Revelo logo de saída: pelo menos em termos quantitativos,
Athayde é um dos mais consistentes diretores de cinema do Brasil.
Sua obra já conta com 77 longas, e
o número cresce a razão de 2 filmes por mês. Isso mesmo: por mês.
Aqueles que jamais ouviram falar de Athayde de Amar não devem se espantar. Nem nós, que
convivemos com ele durante anos,
sabíamos do seu feito. Não que
Athayde fosse uma figura desconhecida no meio da produção cinematográfica do Rio de Janeiro.
Pelo contrário. Grande contador
de histórias, dono de uma simpatia sem limites e de um sorriso angelical, Athayde era disputado
por todas as produções da cidade.
Andar na sua Kombi -sim,
porque Athayde foi kombista-
era a garantia de um bom papo,
de piadas apimentadas e de uma
visão hilariante e corrosiva da política brasileira. Se "habia Gobierno", qualquer que ele fosse,
Athayde era contra.
O interesse de Athayde pela arte
cinematográfica ia bem além das
suas obrigações imediatas. Nas
filmagens, postava-se invariavelmente perto da câmera e disparava perguntas. O porquê de uma
câmera na mão em vez do travelling, a decupagem de uma cena,
nada escapava da sua ânsia indagativa.
Sua popularidade acabava assegurando a sua sobrevivência no
set. E, assim, Athayde de Amar foi
se tornando parte de nossas filmagens. Meu irmão João, mais paciente do que eu, adorava confabular com ele. Athayde havia se
tornado figura indispensável na
nossa produtora. Até o dia em que
ele sumiu.
Durante um bom tempo, não
houve quem o encontrasse. Os outros kombistas tentaram, em vão.
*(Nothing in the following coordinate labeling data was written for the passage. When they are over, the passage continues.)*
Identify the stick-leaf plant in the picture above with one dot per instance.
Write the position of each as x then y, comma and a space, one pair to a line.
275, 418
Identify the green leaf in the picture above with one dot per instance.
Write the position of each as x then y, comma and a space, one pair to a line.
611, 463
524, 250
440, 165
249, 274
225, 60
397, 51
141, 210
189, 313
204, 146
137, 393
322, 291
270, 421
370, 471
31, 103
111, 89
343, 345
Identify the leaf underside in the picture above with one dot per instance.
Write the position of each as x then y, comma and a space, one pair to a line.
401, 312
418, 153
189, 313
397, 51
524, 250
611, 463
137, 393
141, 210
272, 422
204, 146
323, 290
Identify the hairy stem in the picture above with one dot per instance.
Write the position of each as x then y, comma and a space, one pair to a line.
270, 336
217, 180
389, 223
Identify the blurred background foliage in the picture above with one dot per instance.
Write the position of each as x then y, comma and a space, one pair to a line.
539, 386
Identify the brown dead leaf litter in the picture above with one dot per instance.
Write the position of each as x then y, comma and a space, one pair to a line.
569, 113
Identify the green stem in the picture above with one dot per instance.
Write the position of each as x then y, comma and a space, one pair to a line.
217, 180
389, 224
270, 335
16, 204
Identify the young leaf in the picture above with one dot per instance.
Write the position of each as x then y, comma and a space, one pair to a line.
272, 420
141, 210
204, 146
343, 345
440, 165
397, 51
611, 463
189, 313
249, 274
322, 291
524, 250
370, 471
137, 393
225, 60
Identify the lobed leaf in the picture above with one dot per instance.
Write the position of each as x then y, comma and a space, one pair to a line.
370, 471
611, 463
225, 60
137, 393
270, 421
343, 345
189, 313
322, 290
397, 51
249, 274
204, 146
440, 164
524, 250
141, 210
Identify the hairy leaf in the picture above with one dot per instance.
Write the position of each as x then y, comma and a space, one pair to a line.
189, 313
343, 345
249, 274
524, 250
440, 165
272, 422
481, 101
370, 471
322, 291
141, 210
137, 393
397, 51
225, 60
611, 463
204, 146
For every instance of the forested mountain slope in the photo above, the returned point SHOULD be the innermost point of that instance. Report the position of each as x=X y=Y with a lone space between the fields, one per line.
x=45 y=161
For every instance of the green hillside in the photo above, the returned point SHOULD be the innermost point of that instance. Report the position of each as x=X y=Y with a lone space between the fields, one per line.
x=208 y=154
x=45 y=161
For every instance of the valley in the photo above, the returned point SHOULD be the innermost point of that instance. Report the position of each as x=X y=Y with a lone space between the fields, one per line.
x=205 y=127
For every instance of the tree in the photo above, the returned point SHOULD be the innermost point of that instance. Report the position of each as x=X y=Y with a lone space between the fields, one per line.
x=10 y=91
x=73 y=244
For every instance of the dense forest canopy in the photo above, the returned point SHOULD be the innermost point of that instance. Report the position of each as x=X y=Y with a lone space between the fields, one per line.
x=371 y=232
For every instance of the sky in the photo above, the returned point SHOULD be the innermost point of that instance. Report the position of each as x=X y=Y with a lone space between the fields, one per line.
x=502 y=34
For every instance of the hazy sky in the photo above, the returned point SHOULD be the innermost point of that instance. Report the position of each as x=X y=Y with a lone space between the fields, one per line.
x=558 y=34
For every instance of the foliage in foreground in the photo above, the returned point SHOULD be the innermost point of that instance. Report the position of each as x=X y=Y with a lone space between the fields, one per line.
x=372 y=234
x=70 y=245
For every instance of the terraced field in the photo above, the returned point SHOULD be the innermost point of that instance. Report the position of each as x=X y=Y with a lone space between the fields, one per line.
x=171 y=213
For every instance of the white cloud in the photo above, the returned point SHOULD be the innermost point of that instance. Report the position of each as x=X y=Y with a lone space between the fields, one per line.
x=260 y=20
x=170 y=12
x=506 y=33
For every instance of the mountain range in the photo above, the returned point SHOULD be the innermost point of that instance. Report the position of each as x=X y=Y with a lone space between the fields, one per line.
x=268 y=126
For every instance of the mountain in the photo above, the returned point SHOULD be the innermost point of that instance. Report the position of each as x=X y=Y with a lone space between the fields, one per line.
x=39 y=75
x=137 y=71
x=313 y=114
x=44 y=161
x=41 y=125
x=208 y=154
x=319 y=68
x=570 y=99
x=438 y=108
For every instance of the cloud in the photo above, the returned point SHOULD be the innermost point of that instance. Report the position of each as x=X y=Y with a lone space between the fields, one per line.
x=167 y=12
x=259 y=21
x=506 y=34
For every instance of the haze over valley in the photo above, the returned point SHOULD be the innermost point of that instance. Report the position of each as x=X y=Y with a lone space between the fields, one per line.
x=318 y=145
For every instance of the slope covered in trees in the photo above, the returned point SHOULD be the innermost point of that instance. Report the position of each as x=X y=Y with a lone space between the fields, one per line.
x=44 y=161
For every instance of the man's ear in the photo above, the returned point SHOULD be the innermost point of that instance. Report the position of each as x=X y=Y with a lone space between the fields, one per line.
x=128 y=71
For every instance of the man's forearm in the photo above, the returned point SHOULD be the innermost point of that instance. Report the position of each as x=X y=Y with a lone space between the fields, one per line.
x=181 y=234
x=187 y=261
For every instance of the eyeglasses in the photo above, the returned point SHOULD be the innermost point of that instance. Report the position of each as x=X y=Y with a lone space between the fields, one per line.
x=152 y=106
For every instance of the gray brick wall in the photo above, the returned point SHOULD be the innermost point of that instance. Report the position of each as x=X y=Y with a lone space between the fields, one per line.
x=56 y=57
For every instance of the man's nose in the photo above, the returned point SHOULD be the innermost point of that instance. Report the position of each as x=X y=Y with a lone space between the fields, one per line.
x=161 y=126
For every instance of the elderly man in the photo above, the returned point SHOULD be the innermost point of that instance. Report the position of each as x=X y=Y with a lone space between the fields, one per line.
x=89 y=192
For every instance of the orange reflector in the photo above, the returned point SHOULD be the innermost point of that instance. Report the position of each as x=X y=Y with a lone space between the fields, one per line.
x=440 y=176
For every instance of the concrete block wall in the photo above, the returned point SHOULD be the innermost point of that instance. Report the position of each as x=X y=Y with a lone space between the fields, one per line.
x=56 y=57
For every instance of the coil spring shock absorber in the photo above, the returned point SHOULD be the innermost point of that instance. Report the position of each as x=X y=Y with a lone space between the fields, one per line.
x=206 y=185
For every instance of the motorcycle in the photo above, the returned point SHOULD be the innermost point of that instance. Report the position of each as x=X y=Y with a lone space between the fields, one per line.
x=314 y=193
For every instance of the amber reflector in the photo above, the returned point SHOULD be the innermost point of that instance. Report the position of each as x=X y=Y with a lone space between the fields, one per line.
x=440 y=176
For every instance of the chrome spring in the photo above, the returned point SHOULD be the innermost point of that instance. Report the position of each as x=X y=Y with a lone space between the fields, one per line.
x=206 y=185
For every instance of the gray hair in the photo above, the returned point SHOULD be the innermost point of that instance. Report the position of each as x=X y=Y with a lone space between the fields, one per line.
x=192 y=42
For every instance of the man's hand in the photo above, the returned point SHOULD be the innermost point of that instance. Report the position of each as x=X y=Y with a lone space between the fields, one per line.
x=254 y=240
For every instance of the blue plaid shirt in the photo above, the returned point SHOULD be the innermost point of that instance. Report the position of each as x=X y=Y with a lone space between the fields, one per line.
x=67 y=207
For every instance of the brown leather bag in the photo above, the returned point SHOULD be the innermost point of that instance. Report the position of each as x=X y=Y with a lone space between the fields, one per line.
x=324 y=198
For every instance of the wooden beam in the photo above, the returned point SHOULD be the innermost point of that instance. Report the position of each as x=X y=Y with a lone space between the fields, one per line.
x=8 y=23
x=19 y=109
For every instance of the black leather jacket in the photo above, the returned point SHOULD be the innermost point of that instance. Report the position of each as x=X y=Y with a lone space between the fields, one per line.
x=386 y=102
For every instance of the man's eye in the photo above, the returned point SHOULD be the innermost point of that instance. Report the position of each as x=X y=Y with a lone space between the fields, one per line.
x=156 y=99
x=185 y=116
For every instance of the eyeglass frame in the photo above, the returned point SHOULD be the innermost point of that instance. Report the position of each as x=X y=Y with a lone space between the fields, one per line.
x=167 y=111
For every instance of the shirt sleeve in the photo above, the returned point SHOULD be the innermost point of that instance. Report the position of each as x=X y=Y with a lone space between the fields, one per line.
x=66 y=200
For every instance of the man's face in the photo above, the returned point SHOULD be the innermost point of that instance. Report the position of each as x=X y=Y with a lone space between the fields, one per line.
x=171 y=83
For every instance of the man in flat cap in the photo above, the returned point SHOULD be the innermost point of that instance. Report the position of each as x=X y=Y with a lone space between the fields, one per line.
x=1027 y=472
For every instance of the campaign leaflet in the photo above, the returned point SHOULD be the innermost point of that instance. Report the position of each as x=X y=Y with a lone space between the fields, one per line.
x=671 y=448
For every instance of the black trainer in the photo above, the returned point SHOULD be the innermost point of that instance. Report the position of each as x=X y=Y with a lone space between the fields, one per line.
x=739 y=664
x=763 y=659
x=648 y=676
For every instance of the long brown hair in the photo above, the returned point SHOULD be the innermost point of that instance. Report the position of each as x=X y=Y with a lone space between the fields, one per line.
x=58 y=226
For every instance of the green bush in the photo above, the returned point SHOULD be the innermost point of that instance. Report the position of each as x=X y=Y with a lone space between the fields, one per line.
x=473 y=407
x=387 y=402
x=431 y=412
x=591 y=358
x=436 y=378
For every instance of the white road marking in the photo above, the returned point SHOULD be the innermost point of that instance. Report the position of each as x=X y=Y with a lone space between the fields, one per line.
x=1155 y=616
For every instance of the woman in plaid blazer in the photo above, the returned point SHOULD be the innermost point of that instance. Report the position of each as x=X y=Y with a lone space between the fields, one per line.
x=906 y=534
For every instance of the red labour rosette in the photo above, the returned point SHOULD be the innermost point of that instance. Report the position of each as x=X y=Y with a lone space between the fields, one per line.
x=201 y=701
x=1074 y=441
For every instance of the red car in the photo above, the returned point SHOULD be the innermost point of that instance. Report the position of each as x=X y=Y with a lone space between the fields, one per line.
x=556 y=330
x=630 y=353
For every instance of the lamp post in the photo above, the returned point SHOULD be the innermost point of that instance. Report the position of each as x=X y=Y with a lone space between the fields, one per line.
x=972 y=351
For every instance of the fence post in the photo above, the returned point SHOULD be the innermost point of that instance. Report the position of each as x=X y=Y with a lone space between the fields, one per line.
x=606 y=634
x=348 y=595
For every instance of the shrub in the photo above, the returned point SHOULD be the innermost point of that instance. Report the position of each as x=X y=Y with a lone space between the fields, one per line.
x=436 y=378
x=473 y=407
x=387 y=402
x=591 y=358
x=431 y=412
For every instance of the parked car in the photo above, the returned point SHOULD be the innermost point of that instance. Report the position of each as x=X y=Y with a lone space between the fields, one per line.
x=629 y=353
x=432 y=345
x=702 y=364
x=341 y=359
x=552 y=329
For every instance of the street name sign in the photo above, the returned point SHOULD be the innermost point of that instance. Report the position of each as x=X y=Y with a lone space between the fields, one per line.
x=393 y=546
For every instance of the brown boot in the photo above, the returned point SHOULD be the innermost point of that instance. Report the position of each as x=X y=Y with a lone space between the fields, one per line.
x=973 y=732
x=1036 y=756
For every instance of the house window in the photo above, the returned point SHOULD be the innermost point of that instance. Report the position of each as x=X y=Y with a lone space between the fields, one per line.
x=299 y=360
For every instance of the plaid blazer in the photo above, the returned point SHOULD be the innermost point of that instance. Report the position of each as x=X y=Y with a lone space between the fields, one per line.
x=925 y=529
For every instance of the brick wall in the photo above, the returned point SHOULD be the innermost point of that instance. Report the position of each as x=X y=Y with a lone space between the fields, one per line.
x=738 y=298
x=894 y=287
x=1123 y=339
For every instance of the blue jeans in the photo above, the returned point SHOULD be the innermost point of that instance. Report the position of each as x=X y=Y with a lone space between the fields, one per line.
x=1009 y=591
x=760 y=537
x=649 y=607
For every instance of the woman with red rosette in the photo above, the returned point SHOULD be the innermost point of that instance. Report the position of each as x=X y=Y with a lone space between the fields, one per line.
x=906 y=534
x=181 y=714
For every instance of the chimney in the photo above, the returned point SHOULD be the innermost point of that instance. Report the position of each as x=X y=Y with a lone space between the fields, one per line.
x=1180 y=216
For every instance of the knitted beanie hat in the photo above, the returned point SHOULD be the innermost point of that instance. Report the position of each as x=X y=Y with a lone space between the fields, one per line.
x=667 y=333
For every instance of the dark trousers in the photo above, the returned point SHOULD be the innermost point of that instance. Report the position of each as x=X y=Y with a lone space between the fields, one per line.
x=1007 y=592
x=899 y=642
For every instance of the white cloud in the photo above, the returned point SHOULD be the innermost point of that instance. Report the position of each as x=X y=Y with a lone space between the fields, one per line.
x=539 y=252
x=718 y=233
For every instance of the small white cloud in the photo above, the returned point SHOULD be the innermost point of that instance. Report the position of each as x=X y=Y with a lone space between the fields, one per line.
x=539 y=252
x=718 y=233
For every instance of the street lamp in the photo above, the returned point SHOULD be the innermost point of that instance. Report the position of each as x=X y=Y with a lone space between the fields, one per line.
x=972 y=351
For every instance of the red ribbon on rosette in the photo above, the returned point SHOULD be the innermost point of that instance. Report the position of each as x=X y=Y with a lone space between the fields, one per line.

Pensamos no pior: Athayde talvez
tivesse sofrido algum acidente, ou
simplesmente abandonado a produção cinematográfica sem aviso
prévio.
Qual não foi a nossa surpresa
quando um amigo nos trouxe
uma revista com uma matéria de
quatro páginas sobre o novo mestre do vídeo erótico brasileiro:
Athayde de Amar. Não havia dúvida: lá estavam o seu rosto negro
e alongado, o seu sorriso luminoso, estampados em página inteira.
A entrevista que acompanhava
a foto dava conta de sua intensa
produção. Revelava também os
seus maiores sucessos: "Ilha da
Perdição", "Fuga para o Prazer",
"Preferência Nacional", além da
sua obra-prima, "As Raspadinhas".
As surpresas iam de vento em
popa. As respostas de Athayde,
bem articuladas, demarcavam
claramente um território de atuação. A do filme erótico, digamos,
experimental. Alguns exemplos:
Athayde filmou a primeira cena
de penetração submarina feita no
Brasil e realizou cenas pioneiras
com travestis, em que estes não
atuavam como elementos passivos. Propunha uma subversão da
ordem no vídeo pornô feito nos
trópicos, de tendência, segundo
ele, arraigadamente machista e
conservadora.
Folheando a revista, aprendo
que Athayde já abocanhou todos
os prêmios da sua especialidade.
Mas o sucesso não o transformou
e, para se lembrar dos amigos de
então, Athayde ainda nos visita
de vez em quando.
Numa dessas vezes, acabou
dando uma carona no seu novo
Jipe 4 x 4 para o produtor suíço
Arthur Cohn. De brincadeira, aviso a Cohn que ele não é o produtor mais prolífico presente no carro, "Como não?", pergunta ele, do
alto de seus cinco filmes com Vittorio de Sica, documentários oscarizados e longas de ficção. Explico
a situação. Depois de alguns instantes de reflexão, Cohn volta a
carga: "Senhor Athayde, quantas
cenas de sexo tem os seus filmes?"
"Oito ou nove, em média", responde Athayde. "É demais", retruca Cohn com ar professoral.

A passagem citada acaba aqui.